Siempre he pensado que los letrados son los principales jueces de los jueces. Unos y otros se enfrentan no pocas veces en sus funciones y resulta inevitable que ese recíproco enjuiciamiento vea ensombrecida a veces su serenidad según aceptemos unos y otros las posturas procesales de cada cual y, naturalmente, según se aquieten los argumentos del otro a lo que cada uno piensa, bien entendido que ambos defienden valores no siempre conciliables.

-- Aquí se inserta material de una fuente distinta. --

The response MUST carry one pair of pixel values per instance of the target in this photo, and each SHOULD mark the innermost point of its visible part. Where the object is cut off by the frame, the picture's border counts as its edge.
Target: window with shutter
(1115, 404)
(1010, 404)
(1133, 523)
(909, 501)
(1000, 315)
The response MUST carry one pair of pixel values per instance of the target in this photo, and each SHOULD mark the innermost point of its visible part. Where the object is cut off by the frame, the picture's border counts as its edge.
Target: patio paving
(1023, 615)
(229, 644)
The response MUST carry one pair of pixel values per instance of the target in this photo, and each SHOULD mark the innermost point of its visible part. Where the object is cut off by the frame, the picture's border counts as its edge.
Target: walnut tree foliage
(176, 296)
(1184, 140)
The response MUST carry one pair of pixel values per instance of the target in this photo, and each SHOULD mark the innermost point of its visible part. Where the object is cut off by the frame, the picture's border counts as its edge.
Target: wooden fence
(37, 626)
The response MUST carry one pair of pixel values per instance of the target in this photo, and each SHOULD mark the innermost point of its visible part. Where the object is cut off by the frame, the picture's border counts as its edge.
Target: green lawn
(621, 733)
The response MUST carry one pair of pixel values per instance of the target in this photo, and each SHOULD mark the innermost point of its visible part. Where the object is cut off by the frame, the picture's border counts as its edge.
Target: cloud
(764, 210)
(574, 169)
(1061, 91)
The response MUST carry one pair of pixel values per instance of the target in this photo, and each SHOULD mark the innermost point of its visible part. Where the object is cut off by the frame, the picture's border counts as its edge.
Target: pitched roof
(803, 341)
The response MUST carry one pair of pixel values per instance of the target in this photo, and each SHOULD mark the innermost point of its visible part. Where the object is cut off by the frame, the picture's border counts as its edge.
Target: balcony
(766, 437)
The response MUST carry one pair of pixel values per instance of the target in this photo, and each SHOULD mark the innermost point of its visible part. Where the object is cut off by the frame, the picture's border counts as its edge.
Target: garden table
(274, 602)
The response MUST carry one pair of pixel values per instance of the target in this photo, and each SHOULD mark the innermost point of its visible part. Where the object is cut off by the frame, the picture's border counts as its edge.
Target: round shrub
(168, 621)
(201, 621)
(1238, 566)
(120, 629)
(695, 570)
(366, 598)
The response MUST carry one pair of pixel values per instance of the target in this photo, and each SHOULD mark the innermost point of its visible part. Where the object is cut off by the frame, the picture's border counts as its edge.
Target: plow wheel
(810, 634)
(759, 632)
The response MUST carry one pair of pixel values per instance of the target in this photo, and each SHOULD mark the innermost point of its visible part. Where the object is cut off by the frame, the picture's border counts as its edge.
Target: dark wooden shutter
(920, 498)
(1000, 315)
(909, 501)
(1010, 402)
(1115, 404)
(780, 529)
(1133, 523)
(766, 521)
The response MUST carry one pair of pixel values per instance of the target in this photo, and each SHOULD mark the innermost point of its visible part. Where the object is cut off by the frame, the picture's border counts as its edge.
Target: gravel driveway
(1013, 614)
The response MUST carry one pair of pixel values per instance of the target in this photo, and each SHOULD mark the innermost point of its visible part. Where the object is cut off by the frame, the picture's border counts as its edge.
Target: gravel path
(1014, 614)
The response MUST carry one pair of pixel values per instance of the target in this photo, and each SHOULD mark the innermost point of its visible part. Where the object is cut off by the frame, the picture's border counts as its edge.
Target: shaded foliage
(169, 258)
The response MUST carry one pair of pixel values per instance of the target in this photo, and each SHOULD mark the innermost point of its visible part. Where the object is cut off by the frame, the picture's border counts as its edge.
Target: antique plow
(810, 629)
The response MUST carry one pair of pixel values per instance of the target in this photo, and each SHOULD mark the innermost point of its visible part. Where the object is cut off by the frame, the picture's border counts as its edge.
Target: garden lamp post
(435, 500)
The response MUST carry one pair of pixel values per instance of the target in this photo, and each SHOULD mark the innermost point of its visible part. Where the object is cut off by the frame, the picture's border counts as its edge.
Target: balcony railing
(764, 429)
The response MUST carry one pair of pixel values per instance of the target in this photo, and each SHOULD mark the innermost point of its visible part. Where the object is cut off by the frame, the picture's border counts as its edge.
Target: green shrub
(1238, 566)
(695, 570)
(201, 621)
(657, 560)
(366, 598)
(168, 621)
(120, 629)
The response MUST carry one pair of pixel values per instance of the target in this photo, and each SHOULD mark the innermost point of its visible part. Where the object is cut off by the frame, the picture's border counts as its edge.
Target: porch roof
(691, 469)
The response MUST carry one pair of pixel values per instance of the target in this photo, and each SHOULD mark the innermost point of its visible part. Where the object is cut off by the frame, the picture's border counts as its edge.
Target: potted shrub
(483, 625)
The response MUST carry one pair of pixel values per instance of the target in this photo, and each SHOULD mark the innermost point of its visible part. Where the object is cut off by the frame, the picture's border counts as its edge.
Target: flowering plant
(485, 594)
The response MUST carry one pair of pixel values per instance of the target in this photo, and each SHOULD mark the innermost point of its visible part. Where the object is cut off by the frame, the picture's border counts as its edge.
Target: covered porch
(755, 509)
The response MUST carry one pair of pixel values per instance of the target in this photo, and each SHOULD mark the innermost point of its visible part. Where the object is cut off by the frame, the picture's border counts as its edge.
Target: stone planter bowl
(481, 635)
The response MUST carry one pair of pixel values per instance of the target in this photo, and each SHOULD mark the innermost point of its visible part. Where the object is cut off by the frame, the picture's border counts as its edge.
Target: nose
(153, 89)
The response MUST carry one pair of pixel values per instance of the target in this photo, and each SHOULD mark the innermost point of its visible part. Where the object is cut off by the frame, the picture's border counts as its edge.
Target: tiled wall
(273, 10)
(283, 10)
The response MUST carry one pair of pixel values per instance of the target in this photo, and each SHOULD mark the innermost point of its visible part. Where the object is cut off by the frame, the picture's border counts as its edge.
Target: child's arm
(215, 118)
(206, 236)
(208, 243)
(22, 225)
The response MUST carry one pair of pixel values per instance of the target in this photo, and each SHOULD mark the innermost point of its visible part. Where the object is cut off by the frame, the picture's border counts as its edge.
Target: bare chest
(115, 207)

Con todo, y pese a lo que se diga por algunos, tradicionalmente jueces y abogados, al menos en lo que he vivido en mis casi treinta años de profesión, se han dispensado un respeto exquisito. Claro que he tenido la suerte de ejercer la mayor parte de mi vida profesional en esta tierra generosa, donde la mayoría de los letrados que conozco son amigos y donde me he sentido siempre compañero de los abogados, que nunca para acceder a mi despacho han tenido que llamar siquiera, de igual modo que me he sabido en mi casa las muchas veces que he acudido a la sede colegial. Las discrepancias entre las posturas, los criterios, las alegaciones y fundamentos se archivan con los procesos y todo el mundo entiende que ambas relaciones, profesional y personal, transiten paralelamente sin incidir en esfera alguna que no sea la larga secuencia procesal.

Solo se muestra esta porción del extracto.